Беппе очень быстро, как сурикат из норки, выглянул из-за стола, потом так же резко – с другой стороны, снова спрятался. И уже на секунду подольше высунулся и осмотрел комнату. Потом поднялся и шагнул вперед, скрылся из виду. Я выждал мгновенье и распрямился. Комната могла бы послужить хорошей декорацией для низкобюджетного фильма про войну. Среди битого стекла, гильз и пятен крови зелеными безвольными ворохами застыли тела офицеров. Энрике сидел, опершись на шкаф с аппаратурой, держа в руке дымящийся «стечкин». Его форма пропиталась потом и кровью, так что было непонятно, куда и сколько раз он ранен. Только в его плече, несомненно, торчал длинный нож. Глаза у сидящего были закрыты, и он, выдыхая, издавал слабый звук. Беппе отбросил «стечкин» ногой и приподнял раненому веко.

– Отвоевался, амиго, – расстроенно сказал доктор и добавил с восхищением: – Каков мерзавец, столько за нос водил умников из безопасности.

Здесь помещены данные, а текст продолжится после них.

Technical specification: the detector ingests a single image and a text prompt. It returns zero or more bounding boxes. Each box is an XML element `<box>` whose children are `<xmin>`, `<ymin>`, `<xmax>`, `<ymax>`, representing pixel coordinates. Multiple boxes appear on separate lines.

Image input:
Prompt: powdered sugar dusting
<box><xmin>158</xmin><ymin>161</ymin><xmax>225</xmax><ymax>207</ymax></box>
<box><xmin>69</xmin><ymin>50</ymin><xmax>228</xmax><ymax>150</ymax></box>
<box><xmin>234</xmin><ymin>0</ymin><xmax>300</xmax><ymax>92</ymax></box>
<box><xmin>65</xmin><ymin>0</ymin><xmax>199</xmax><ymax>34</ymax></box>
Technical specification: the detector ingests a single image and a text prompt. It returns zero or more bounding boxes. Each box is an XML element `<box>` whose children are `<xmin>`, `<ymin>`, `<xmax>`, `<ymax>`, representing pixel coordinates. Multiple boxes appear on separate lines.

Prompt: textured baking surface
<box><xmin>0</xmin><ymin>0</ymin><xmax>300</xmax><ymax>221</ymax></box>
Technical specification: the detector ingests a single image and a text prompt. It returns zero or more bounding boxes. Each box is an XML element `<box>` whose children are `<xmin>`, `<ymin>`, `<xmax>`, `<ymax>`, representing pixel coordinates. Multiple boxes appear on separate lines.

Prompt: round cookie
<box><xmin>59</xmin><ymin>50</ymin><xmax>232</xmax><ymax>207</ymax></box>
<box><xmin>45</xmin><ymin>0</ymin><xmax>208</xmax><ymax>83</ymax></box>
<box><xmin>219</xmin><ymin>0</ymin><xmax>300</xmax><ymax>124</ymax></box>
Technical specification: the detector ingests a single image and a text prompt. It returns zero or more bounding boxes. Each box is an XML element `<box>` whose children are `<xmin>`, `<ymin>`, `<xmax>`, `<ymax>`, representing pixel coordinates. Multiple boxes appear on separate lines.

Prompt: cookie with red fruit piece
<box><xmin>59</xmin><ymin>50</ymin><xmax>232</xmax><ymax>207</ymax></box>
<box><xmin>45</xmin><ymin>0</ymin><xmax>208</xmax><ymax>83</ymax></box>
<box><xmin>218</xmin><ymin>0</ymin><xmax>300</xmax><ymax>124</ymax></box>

Интересоваться здоровьем остальных не имело смысла – от их голов мало что осталось.

Эскулап времени зря не терял, достал из кладовки раскладную каталку, медикаменты, бинты и уже колдовал над Энрике; помогая себе ножницами, шприцами и зажимами, крикнул через плечо:

– Две минуты, и уходим! Скоро бункеру конец: сейчас объемником[29 - Объемник – изобарический припас, который меняет давление в зоне действия, что вызывает обрушение пустот даже внутри горы и под землей.] шарахнут, и мы – пятна на полу и стенах. Помоги мне.

Я подхватил Энрике под ноги, мы общими усилиями положили его на каталку. Мастерство доктора впечатляло: офицер напоминал мумию, из бинтов торчали только зажимы и трубки капельниц, пухлые пакеты которых висели на специальном штативе.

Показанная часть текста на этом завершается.